DM&E in the twilight zone...

Imagine if you will…

That the Dakota, Minnesota & Eastern Raiload had succeeded in 2007 in getting the $2.3 billion loan to build into Wyoming’s Powder River Basin to haul coal. In hindsight, how would that have played out and where would things be today?

More than likely abandoned today. Not sure what a 3rd player would get out of operating excess capacity. Which would not pay the cost of operation or financing of the lines construction. Not to mention BNSF and UP already serve the same region with existing capacity.

I believe that if Schieffer’s plan truly had merit, there is no good reason why CP could not have made it work.

Note that when CP eventually sold the property, they did not convey* the rights to build into the Wyoming Coal fields. And in view of the fact that CP has never pursued those rights, I’d conclude it didn’t appear worth the while?

*https://www.argusleader.com/story/news/2014/01/06/railroads-new-owners-reassure-sd/4335337/

Murphy,

Think MILW Pacific Coast extension. Late to the market. Only traffic would be what the STB forced UP and BNSF to give up.

BNSF and UP weakened. Stranded asset to owner, shareholders damaged, bankruptcy pending? Bondholders getting a big haircut??

CP was wise to withdraw when they did.

Mac

If DM&E had found investors,I think they would basically have lost everything they had invested by now. In 2007, the FRA decided not to loan DM&E $2.3 billion. If the FRA had made the loan, how would that have played out, given the way things turned out? Would Uncle Sam be out $2.3B?

They might have gotten a bike path out of it.

If my memory serves me right, a former member of this forum was really big on the idea of DM&E getting to the Powder River Basin. His thought was that you needed a “triopoly” to provide real competition in the PRB. I’m not sure what the economic justification (if any) was for this concept.

The way I recall it, Trains magazine ran a blurb or a newswire story hyping Schieffer’s gambit as “the birth of a class one” for the first time in decades…and consequently a lot of railfans picked up the torch, out of a (IMO) desire to reverse the status quo of consolidation and rationalization.

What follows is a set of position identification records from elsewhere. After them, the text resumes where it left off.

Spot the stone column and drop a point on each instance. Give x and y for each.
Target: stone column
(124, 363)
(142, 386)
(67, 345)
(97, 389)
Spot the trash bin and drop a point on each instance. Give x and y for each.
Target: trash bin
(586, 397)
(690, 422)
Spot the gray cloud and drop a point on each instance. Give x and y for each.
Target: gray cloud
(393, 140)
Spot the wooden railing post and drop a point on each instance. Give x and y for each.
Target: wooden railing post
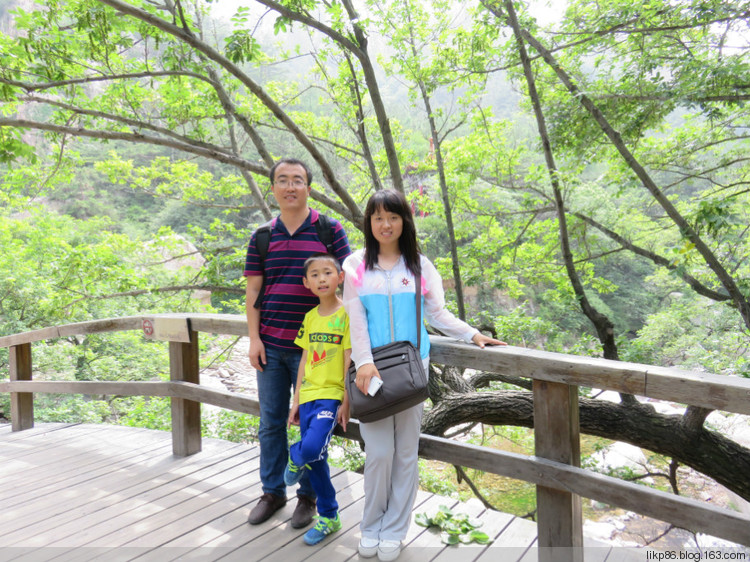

I was in that group too, at first. But the more I learned about it, the more skeptical I became. Initially it made a good story, but I don’t think there was much genuine potential. Reminded me in many ways of the zero-sum nuisance railroads that were created in already overbuilt corridors during the late 19th century, mostly to be a strategic thorn in the sides of the established players.

That was futuremodal. His theory was that two railroads in a market could conspire to keep rates high, but somehow three railroads could not. [:^)]

I sent him a DM&E hat that I found at a rummage sale. We agreed he could give me back the hat when he rolled into my state on an Amtrak train running on the DM&E line. I’m not holding my breath.

[(-D] [Y]

As a South Dakota resident, who once lived in the Powder River Basin of Wyoming, I can say that would be a really boring bike path.